Hi all, I am due 1st baby next week.

My mum very kindly gave us some money - £3K - and I would like to put it into long term savings for the child, rather than just spending it on house and baby items. I guess we might be given occasional bits of money on birthdays and Christmasses from relatives, and will prob plan to save a certain amount / month so would like to be able to top it up regularly.

Have looked at Martin Lewis, seems the options are one of these childrens savings accounts, around 4%, but only for a year and putting in a small amount each month rather than the whole lump; or the junior ISA option. I am less keen on the ISA option as they have full access at age 18.
www.moneysavingexpert.com/savings/child-savings-tax-free
www.moneysavingexpert.com/savings/junior-isa

Just wondered if there are any other products or options I am missing and should know about, and anyone's thoughts or advice on what you'd do with this amount. Am I best off looking at children's products rather than just saving it in my own name?

Thanks for any advice.

specialsubject Sun 05-Feb-17 15:40:29

You could start a pension but that will be locked for 55 years - although it could grow well!

There are no adult savings paying above inflation, which is really over 2% now. Possibly a stock market isa ?

dontcallmethatyoucunt Sun 05-Feb-17 20:15:19

Long term savings in cash is basically a waste of time. Spend it while it buys you£3k of stuff!

dontcallmethatyoucunt Sun 05-Feb-17 20:15:50

... or a stocks and shares Jisa.

user1471602322 Mon 06-Feb-17 13:13:10

Thanks both! Good food for thought.

janinlondon Mon 06-Feb-17 13:37:28

I think they have access to any account that is in their name at 18 - savings or ISAs....?

JoJoSM2 Fri 10-Feb-17 00:04:28

Well, if you don't want your child to have access to it at 18 then put it into an ISA in your own name. And make sure you don't spend it in the meantime.... Or think again about putting it into a Junior ISA. When they get to 16, you can start discussing what they could spend then money, e.g. uni, gap year, leave it for a deposit etc. That way they should have a plan and be less likely to randomly blow it as soon as hey turn 18.

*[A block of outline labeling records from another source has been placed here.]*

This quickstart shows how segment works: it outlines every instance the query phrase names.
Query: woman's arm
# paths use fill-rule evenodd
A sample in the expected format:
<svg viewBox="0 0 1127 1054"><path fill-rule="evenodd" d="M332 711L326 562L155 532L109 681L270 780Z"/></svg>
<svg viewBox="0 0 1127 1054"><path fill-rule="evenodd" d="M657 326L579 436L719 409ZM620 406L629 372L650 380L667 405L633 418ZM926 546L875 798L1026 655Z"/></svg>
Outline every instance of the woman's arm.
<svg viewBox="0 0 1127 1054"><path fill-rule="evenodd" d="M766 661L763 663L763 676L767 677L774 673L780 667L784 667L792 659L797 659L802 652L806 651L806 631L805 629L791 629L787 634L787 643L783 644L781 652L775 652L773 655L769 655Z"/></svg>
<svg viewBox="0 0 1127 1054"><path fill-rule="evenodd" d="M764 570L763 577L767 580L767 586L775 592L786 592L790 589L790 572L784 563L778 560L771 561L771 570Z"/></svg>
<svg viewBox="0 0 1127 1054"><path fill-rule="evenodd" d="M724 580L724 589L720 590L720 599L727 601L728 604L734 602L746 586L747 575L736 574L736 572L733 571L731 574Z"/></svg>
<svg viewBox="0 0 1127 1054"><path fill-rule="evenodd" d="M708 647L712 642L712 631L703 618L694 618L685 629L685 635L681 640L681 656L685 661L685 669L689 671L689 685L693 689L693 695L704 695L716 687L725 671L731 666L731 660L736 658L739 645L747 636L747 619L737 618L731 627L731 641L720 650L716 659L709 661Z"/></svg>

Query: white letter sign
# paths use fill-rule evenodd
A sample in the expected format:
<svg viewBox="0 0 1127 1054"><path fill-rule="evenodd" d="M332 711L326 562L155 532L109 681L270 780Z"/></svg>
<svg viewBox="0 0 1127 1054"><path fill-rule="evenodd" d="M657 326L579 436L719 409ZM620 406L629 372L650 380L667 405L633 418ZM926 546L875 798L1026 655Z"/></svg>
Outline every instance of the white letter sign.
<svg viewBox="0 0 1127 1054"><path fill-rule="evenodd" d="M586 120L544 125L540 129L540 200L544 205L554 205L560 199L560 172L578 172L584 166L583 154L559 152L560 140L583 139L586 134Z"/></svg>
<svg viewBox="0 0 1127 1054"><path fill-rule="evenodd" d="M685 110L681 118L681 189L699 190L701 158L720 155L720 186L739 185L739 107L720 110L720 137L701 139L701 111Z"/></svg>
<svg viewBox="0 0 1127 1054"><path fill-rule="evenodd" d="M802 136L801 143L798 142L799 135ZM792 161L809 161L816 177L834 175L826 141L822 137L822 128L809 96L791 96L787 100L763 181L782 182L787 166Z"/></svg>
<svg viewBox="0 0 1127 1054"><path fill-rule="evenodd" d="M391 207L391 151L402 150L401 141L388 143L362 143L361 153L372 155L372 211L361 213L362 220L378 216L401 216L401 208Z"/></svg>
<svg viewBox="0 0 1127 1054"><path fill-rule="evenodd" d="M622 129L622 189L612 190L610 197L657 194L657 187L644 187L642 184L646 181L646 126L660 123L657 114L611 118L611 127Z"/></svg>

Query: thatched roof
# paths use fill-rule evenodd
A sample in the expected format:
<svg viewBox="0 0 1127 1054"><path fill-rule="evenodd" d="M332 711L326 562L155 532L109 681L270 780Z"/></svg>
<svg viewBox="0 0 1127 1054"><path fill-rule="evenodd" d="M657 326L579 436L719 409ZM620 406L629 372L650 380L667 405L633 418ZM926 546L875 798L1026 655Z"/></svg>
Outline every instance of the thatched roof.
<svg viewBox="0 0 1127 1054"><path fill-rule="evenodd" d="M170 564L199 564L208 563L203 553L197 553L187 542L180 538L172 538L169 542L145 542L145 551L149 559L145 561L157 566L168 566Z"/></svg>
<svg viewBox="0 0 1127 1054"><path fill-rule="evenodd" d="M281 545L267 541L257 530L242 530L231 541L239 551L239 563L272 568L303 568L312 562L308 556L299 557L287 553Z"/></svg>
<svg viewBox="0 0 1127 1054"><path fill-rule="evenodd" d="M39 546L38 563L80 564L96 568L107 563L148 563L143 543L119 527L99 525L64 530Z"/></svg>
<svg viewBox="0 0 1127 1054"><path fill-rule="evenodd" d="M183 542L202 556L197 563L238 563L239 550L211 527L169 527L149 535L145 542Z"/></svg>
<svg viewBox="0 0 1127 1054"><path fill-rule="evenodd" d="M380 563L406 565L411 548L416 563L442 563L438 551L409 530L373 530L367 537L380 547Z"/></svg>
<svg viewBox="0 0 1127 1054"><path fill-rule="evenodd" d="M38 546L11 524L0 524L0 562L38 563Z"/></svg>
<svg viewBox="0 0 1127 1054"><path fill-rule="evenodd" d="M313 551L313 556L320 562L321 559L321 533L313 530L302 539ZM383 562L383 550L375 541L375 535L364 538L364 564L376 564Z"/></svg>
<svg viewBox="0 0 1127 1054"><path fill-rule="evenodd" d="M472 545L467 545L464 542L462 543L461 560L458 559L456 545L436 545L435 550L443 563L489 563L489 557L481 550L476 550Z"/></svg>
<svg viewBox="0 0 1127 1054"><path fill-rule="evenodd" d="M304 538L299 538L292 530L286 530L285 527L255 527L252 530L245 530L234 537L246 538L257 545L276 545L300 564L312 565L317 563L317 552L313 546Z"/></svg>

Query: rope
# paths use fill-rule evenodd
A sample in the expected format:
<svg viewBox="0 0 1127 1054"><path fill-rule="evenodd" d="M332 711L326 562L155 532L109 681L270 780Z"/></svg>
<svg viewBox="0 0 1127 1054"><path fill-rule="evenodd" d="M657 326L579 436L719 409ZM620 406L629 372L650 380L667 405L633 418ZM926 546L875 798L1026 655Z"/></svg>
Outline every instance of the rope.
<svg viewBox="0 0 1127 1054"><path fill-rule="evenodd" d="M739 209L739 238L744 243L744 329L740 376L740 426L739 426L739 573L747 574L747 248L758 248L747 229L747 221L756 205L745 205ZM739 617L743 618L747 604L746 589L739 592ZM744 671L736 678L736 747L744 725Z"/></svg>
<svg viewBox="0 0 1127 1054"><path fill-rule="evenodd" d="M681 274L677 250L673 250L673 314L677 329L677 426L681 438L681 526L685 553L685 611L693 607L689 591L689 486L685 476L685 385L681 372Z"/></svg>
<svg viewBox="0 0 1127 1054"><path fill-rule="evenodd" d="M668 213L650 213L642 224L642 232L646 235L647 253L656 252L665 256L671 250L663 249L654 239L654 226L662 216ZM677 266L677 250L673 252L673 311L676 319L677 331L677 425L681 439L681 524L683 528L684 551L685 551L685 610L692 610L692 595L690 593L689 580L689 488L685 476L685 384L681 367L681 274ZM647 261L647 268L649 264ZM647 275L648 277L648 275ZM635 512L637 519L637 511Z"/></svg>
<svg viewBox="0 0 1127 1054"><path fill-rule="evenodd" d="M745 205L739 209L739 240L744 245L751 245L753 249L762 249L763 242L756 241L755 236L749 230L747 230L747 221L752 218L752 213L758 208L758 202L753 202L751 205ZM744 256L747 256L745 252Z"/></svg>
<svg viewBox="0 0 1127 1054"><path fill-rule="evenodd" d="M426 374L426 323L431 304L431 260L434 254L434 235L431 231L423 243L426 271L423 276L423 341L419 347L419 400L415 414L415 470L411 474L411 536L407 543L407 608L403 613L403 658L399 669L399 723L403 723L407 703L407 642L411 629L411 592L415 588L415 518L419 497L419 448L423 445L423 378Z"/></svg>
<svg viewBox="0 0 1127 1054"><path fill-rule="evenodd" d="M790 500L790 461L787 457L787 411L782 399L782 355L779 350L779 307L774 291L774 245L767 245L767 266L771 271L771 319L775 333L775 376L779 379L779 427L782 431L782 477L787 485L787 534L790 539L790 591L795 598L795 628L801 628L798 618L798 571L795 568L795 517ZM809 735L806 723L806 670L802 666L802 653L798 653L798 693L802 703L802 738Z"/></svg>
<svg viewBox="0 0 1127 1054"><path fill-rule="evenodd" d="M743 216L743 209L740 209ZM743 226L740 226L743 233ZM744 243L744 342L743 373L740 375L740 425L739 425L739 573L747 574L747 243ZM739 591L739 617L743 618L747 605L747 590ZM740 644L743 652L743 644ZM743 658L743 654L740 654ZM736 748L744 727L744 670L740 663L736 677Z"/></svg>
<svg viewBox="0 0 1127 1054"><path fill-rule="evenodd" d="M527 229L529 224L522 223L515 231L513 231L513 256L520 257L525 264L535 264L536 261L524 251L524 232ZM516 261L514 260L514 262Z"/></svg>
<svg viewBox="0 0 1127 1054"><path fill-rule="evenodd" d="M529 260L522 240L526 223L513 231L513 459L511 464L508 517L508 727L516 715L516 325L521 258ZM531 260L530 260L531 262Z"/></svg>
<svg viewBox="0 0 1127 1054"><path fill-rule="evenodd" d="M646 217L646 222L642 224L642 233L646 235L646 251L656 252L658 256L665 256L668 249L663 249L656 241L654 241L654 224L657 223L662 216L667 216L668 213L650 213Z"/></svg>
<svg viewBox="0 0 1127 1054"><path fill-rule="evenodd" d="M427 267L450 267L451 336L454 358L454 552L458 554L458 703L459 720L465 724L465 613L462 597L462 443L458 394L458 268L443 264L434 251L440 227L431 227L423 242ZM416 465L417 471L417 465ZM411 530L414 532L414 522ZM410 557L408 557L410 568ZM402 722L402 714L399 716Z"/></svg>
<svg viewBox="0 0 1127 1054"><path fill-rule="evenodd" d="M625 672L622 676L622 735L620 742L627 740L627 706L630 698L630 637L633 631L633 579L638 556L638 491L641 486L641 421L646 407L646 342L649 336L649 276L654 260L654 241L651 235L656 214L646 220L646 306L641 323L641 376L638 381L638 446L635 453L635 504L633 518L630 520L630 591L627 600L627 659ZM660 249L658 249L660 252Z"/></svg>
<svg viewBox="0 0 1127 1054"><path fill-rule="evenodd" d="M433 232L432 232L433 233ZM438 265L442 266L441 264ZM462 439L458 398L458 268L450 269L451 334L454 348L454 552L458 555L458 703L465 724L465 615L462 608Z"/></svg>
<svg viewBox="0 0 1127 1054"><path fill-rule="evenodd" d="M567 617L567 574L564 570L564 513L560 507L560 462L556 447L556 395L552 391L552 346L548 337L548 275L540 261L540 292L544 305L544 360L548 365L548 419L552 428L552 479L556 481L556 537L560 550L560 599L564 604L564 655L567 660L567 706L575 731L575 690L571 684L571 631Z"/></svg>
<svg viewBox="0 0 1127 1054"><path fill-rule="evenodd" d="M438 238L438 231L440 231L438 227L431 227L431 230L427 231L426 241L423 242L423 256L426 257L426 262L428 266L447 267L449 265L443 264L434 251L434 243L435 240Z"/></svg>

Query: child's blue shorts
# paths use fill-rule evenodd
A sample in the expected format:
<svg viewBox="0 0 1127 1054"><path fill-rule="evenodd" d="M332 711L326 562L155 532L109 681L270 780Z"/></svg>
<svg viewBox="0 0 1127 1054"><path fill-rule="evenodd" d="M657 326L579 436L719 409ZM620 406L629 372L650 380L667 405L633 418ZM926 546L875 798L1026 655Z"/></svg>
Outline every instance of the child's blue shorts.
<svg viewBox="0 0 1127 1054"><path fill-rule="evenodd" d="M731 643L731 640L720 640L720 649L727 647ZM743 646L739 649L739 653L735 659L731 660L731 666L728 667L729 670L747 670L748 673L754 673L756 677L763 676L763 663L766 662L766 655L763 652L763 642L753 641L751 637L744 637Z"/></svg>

Fizzyboo Fri 10-Feb-17 00:18:34

Message withdrawn at poster's request.

dontcallmethatyoucunt Fri 10-Feb-17 07:31:36

Yes I've got premium bonds from when I was a kid. £2 to be exact. A great example of how inflation damages cash savings.

If you don't want them to have access, put it in your name.

JoJoSM2 Fri 10-Feb-17 08:56:41

Yes, I would advise bonds or savings. A reasonable fund instead.

specialsubject Fri 10-Feb-17 12:37:12

premium bond rate and odds about to be cut again. Inflation already over 2%.